Similarly, George Orwell's works, while not as exaggerated, confirmed the practice of using dystopian fiction to take a different outlook on highly common themes, including identity and personal desires.
[2] After World War II, absurdists carried this focus one step further by placing these common themes in surreal and fantastic settings, turning what would have been otherwise mundane concepts into distinctive, stand-out ones, thus converting the paranoid fiction genre into a legitimate one.
Generally, however, paranoid fiction avoids explicitly defined themes and concrete motifs in favor of allegories and ambiguous symbolism to emphasize the dreamlike and unreal nature of the characters' world.

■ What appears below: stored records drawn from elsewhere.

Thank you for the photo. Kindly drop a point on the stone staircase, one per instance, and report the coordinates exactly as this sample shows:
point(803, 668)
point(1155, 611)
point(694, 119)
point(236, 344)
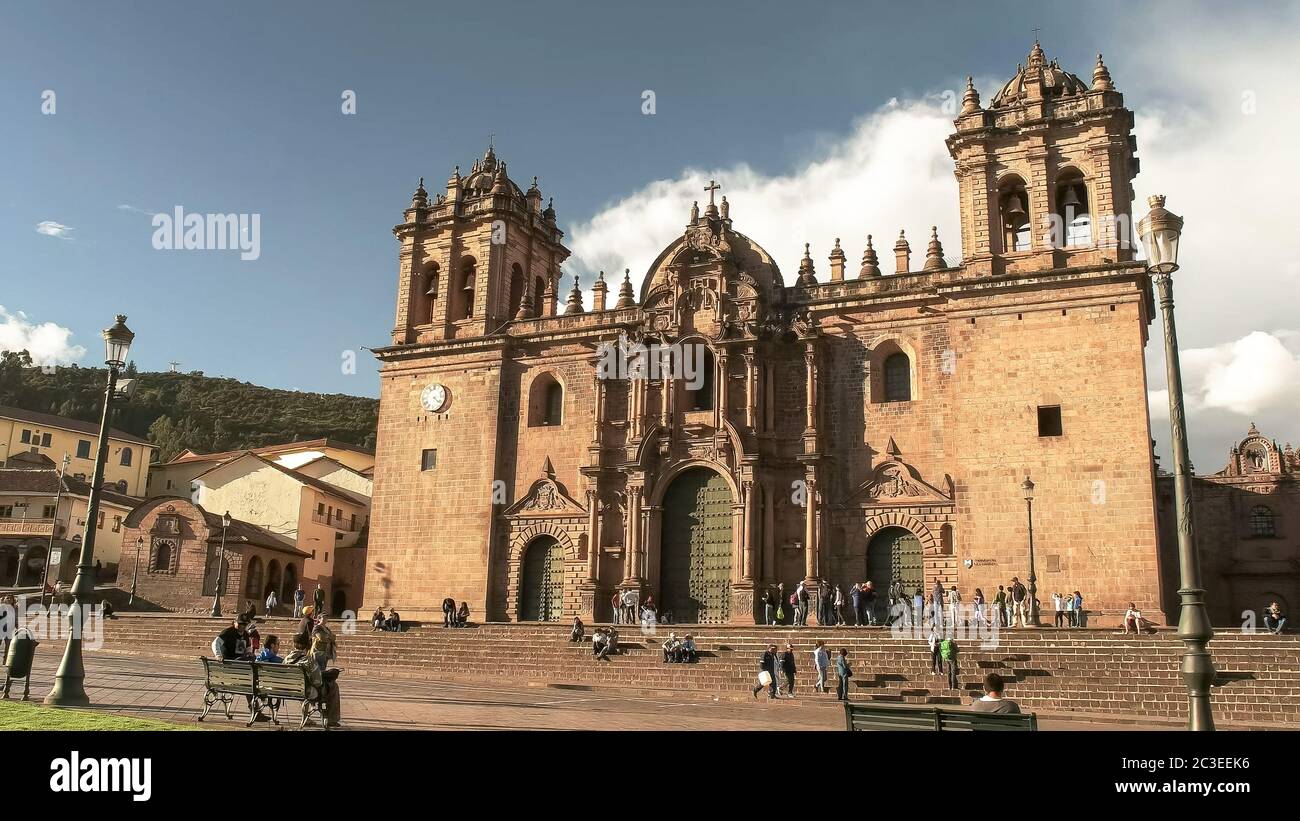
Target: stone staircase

George Orwell's Nineteen Eighty-Four can be viewed as a balance of the two, depicting the Party as crushing free will through a strictly defined language and constant monitoring, but also through psychological torture and the distorting of people's viewpoints on what is true and what is false.
To further increase their "magic realism," works of paranoid fiction often employ common devices and archetypes from other genres, including a detective-solving structure, plot twists, or philosophical themes, to create a surrealistic tone and an atmosphere of fear and dread.
Plots also tend to be fanciful and occasionally futuristic to emphasize their inherent absurdity and imaginativeness, but also maintain some measure of realism to comment on how apparently unrealistic stories can, in fact, be (often frighteningly) closer to real life than one might think at first glance.